Unlucky number 13

Question

I came across this problem Unlucky number 13! recently but could not think of efficient solution this.

Problem statement :

N is taken as input.

Answer 1

Let f(n) be the number of sequences of length n that have no "13" in them, and g(n) be the number of sequences of length n that have "13" in them.

Then f(n) = 10^n - g(n) (in mathematical notation), because it's the number of possible sequences (10^n) minus the ones that contain "13".

Base cases:

f(0) = 1
g(0) = 0
f(1) = 10
g(1) = 0

When looking for the sequences with "13", a sequence can have a "13" at the beginning. That will account for 10^(n-2) possible sequences with "13" in them. It could also have a "13" in the second position, again accounting for 10^(n-2) possible sequences. But if it has a "13" in the third position, and we'd assume there would also be 10^(n-2) possible sequences, we could those twice that already had a "13" in the first position. So we have to substract them. Instead, we count 10^(n-4) times f(2) (because those are exactly the combinations in the first two positions that don't have "13" in them).

E.g. for g(5):

g(5) = 10^(n-2) + 10^(n-2) + f(2)*10^(n-4) + f(3)*10^(n-5)

We can rewrite that to look the same everywhere:

g(5) = f(0)*10^(n-2) + f(1)*10^(n-3) + f(2)*10^(n-4) + f(3)*10^(n-5)
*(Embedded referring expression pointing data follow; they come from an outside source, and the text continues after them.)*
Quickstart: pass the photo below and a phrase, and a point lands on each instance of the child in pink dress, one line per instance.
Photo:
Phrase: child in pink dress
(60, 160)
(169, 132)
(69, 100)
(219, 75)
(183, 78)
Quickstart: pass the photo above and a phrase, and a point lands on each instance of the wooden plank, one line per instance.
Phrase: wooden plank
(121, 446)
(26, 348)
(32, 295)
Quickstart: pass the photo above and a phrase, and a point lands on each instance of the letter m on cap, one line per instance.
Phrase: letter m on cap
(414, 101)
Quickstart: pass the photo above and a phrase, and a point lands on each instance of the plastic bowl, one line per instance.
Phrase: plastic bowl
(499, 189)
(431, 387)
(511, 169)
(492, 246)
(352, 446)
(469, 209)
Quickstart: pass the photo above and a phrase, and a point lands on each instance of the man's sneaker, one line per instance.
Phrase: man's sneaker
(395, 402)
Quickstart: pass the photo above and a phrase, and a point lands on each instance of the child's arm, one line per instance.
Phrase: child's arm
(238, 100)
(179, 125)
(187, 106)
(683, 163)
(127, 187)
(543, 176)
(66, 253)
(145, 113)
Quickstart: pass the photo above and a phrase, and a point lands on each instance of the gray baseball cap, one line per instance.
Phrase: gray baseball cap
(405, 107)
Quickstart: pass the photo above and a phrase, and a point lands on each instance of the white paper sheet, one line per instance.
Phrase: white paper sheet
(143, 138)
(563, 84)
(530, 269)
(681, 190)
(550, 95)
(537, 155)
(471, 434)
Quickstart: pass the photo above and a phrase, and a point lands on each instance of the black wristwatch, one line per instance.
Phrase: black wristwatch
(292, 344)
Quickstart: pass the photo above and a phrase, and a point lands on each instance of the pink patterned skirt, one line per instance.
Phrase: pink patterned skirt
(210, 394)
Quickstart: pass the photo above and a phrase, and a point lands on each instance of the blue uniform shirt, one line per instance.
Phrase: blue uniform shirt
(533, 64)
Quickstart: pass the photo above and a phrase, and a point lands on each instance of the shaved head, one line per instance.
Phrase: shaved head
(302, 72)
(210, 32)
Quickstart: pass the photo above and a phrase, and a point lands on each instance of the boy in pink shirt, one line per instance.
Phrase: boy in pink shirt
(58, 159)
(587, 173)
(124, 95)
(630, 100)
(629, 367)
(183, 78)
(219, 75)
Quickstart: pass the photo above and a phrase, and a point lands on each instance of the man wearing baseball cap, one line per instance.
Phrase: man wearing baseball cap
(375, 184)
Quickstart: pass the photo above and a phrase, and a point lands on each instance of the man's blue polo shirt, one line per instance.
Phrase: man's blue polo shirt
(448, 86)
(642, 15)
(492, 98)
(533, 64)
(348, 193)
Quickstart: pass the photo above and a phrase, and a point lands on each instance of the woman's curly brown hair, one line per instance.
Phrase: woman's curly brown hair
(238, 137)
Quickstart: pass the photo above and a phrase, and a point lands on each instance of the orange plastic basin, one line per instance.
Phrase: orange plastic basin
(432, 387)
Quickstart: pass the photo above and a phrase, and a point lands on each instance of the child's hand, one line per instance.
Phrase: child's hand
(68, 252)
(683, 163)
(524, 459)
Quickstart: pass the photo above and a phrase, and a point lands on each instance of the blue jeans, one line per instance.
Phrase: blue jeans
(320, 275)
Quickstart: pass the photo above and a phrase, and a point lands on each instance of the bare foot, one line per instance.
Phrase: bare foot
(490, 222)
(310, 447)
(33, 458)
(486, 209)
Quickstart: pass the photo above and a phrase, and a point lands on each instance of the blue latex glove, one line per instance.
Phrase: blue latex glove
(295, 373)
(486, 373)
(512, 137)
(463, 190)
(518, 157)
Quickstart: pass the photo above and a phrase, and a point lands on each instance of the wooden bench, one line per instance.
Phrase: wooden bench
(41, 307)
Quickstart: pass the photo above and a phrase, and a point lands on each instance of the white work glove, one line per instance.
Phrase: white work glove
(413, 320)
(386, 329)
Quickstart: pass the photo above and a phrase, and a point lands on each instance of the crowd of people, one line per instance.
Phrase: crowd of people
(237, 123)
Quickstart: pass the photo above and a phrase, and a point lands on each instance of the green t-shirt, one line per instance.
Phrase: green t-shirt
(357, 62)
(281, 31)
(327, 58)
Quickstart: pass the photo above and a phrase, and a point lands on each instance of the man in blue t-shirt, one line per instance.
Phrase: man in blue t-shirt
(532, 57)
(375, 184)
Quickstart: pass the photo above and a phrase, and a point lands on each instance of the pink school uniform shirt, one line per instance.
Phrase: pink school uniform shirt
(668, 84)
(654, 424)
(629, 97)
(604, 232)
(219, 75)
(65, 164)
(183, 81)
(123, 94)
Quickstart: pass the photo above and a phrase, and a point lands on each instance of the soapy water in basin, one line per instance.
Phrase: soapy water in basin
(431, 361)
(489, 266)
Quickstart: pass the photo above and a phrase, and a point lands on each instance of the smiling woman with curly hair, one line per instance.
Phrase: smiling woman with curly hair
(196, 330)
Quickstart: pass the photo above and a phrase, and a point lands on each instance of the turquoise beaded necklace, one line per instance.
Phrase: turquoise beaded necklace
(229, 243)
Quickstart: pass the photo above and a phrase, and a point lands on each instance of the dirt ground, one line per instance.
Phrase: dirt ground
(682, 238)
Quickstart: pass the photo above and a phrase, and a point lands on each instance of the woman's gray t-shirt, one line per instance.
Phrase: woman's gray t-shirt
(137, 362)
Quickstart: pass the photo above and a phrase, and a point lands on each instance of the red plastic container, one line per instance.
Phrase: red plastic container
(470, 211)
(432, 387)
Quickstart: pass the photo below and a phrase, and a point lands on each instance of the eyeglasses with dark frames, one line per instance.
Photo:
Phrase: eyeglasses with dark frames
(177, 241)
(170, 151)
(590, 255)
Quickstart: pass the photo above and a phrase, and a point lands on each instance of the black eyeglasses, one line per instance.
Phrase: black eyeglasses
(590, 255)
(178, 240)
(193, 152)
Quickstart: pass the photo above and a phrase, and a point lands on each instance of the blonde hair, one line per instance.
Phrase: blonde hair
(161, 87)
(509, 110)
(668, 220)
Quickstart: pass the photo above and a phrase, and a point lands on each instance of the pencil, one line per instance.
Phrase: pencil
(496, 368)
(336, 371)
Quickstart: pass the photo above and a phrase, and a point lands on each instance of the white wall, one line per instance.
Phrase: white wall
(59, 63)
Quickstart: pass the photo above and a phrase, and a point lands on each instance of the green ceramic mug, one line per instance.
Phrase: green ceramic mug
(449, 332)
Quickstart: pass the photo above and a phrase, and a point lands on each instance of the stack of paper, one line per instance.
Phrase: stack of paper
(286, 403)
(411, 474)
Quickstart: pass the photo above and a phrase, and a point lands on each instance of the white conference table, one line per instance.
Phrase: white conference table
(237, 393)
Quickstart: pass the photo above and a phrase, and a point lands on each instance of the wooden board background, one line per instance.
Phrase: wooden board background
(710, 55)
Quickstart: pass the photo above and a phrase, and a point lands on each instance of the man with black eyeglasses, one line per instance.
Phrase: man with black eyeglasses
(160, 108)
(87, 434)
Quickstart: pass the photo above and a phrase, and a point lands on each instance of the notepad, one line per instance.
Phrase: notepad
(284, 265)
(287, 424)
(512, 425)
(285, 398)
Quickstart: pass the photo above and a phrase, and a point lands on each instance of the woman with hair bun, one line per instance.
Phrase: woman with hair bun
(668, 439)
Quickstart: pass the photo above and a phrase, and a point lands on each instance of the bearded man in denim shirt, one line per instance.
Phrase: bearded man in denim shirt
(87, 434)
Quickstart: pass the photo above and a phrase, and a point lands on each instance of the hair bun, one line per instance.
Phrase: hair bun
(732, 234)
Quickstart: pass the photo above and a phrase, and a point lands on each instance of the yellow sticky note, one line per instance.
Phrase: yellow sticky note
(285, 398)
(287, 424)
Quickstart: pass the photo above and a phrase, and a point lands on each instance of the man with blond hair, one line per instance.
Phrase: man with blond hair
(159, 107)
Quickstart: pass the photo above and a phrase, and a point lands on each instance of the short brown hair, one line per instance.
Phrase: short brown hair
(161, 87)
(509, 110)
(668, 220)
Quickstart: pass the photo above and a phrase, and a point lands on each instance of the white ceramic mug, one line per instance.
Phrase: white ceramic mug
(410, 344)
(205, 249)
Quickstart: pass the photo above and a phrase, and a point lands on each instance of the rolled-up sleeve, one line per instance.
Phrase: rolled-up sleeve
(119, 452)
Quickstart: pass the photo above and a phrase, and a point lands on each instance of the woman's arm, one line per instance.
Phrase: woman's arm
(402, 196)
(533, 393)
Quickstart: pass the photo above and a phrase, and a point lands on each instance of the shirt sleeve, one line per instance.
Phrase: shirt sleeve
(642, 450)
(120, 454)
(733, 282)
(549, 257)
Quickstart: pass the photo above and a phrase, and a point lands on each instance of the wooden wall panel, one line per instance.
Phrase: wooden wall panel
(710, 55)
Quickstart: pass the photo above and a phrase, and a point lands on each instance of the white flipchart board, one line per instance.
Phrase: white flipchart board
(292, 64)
Or simply the sum of f(i)*10^(n-(i+2)) with i ranging from 0 to n-2.

In Python:

from functools import lru_cache

@lru_cache(maxsize=1024)
def f(n):
    return 10**n - g(n)

@lru_cache(maxsize=1024)
def g(n):
    return sum(f(i)*10**(n-(i+2)) for i in range(n-1))  # range is exclusive

The lru_cache is optional, but often a good idea when working with recursion.

---

>>> [f(n) for n in range(10)]
[1, 10, 99, 980, 9701, 96030, 950599, 9409960, 93149001, 922080050]

The results are instant and it works for very large numbers.